Już w młodości Stasia przeżyła niejedną tragedię typową dla Polek żyjących na Kresach Wschodnich II Rzeczypospolitej w XX wieku. O wydarzeniach związanych z odzyskaniem niepodległości, o trosce o jej powodzenie i rozwój, o walce o przetrwanie wojny i próbach zrozumienia dziwnego stanu PRL-u opowiada wiele osób, ale o tajemnicach życia na emigracji zarobkowej – niewiele.

Te wcześniejsze walki, poświęcenia i starania stały się w życiu Stasi kolejnymi lekcjami nadziei i dystansu do świata materialnego i głębokiej wiary w Bożą opiekę nad nią, prostą kobietą. Nie myślała od razu o wieczności, ale o przyszłości, którą przynosił każdy następny dzień. Najbardziej troszczyła się o swoją liczną rodzinę, była bowiem dwunastym dzieckiem. Jako najmłodsza wszystko zawdzięczała starszemu rodzeństwu.

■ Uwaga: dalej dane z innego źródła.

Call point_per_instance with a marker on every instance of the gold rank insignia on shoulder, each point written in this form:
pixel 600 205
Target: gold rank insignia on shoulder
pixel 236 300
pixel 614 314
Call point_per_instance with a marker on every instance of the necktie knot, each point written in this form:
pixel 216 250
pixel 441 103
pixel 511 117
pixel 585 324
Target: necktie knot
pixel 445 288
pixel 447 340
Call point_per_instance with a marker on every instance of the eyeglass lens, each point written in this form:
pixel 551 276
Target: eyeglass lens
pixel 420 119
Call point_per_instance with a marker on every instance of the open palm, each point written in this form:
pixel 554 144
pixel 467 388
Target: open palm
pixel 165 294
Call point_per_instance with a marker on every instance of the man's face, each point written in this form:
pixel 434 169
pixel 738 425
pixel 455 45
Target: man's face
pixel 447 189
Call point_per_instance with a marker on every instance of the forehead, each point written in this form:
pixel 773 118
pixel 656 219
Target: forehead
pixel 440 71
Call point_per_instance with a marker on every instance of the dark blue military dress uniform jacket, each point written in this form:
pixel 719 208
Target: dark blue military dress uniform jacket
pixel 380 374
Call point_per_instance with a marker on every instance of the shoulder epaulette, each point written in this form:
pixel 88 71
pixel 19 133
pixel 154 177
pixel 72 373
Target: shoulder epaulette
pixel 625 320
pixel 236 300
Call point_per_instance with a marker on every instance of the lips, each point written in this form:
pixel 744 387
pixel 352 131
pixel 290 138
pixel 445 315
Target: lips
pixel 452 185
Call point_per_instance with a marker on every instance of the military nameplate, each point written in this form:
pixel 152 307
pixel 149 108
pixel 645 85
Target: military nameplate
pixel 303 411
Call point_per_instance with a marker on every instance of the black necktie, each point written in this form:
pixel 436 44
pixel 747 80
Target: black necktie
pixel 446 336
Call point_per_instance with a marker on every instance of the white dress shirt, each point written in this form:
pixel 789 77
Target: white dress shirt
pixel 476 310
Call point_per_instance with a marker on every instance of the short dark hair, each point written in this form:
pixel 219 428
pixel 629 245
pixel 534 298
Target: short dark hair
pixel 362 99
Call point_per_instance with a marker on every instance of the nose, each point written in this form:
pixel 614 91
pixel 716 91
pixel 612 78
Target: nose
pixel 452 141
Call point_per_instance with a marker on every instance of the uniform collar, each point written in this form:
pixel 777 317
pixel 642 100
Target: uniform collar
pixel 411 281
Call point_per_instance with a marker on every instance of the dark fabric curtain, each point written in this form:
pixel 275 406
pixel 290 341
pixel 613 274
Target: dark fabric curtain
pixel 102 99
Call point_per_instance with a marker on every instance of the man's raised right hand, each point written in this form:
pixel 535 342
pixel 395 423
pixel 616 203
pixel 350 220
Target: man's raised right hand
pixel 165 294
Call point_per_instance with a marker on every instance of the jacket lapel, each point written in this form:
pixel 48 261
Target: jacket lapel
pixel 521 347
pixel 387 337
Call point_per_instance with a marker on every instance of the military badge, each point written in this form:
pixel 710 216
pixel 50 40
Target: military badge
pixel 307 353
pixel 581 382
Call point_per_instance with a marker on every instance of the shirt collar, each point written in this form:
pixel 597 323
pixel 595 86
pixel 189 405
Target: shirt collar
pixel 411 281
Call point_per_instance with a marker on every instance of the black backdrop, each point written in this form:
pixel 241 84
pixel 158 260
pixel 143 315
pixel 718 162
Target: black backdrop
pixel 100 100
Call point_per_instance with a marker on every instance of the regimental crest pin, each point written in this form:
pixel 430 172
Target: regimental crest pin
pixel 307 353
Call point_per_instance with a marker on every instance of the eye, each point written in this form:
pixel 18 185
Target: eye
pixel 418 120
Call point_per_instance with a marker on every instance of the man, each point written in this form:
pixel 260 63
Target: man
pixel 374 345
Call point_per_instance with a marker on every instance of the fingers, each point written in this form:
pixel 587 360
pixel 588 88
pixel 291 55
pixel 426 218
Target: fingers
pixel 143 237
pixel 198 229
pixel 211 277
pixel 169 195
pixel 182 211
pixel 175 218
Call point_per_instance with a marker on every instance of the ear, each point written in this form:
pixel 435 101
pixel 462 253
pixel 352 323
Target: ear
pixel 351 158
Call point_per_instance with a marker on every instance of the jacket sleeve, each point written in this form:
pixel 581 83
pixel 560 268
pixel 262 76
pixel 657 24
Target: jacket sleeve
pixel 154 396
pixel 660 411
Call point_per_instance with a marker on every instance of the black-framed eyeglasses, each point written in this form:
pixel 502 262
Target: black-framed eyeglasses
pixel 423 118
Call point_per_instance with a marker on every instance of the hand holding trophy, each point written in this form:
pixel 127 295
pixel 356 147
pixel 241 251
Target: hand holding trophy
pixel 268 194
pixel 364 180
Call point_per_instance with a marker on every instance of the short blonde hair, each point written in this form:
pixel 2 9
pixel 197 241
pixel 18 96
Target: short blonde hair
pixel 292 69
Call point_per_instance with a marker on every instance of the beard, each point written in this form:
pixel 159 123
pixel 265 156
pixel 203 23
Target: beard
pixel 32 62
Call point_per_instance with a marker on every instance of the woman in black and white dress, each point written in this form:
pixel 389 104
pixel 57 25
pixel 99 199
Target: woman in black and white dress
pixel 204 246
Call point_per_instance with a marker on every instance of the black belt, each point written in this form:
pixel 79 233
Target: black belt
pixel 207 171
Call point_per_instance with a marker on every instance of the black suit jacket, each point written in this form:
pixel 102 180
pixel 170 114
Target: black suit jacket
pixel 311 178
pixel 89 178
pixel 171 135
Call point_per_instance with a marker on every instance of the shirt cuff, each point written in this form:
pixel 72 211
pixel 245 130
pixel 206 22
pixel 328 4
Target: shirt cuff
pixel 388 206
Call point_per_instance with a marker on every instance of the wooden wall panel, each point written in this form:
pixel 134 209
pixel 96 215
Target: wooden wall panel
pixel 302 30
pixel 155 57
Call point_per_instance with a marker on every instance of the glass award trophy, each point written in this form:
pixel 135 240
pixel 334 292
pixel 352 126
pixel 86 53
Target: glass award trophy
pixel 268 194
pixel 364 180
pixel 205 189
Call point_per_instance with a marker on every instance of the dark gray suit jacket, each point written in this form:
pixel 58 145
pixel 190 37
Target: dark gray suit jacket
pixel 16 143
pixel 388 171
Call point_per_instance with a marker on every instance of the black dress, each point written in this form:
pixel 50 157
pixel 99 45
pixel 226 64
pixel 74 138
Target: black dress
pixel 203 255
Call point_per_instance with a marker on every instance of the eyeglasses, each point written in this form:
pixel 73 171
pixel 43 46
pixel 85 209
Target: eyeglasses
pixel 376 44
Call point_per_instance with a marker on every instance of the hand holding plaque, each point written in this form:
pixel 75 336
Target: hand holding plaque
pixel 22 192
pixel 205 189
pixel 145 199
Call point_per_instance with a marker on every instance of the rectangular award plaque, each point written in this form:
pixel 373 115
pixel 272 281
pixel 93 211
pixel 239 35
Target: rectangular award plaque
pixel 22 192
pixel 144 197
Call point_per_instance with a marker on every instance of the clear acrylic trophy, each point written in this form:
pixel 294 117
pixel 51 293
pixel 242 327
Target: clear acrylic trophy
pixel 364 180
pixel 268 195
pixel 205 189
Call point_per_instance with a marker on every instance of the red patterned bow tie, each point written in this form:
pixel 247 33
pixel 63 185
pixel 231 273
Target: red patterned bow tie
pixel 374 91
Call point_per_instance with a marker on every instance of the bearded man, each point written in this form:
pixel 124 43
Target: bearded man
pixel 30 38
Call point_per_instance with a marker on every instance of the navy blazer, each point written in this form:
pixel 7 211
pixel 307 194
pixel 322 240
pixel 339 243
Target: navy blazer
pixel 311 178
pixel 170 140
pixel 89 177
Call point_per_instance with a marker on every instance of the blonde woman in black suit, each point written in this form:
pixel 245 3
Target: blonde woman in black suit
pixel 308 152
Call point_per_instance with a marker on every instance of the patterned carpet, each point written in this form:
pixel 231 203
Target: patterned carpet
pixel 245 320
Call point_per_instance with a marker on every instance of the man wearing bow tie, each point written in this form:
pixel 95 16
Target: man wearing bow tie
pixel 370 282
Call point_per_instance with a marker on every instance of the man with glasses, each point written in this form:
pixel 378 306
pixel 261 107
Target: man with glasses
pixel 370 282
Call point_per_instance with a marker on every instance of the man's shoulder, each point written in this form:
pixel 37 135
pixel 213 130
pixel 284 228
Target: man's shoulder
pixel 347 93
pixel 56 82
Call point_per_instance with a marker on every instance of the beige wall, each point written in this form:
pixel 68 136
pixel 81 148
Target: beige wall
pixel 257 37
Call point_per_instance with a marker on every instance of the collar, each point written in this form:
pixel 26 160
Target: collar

Wyjątkowe jest to, że mając 65 lat i będąc osobą drobną i niskiego wzrostu, ruszyła na podbój Ameryki. Tak zawsze nazywała Stany Zjednoczone. Było to możliwe dzięki zaproszeniu, które otrzymała od swojego najstarszego ukochanego syna Ryszarda, który był w Polsce mechanikiem i kierowcą samochodów ciężarowych, a w latach osiemdziesiątych przez Austrię dostał się do USA. Pochodził z rodziny z wielkimi tradycjami. Jego oblicze biło godnością i dostojeństwem, co sprawiało, że miał w życiu wiele szczęścia. Komunizm uwierał jego wolną duszę, a miał fach, który był w latach osiemdziesiątych XX wieku poszukiwany za oceanem. Szybko dał się poznać jako dobry mechanik i jeszcze lepszy kierowca, zarabiał dobrze i po kilku latach ciężkiej pracy zakupił pierwszego wielkiego trucka,i ruszył w trasę, wożąc towary usługowo. Po kilku następnych latach był już właścicielem dobrze prosperującej firmy. Zatrudniał głównie Polaków. Z powodu długiej rozłąki z rodziną w Polsce zakochał się i ożenił z nową amerykańską żoną. Poznał ją na Florydzie. Wtedy okazało się, że ona przebywała tam nielegalnie, później przysporzyło mu to wielu problemów. Nie czuł się szczęśliwy, ale do Polski chciał wrócić dopiero na emeryturę. Czasami wysyłał do rodziny dolary, ale postanowił również zaprosić do siebie kogoś z bliskich.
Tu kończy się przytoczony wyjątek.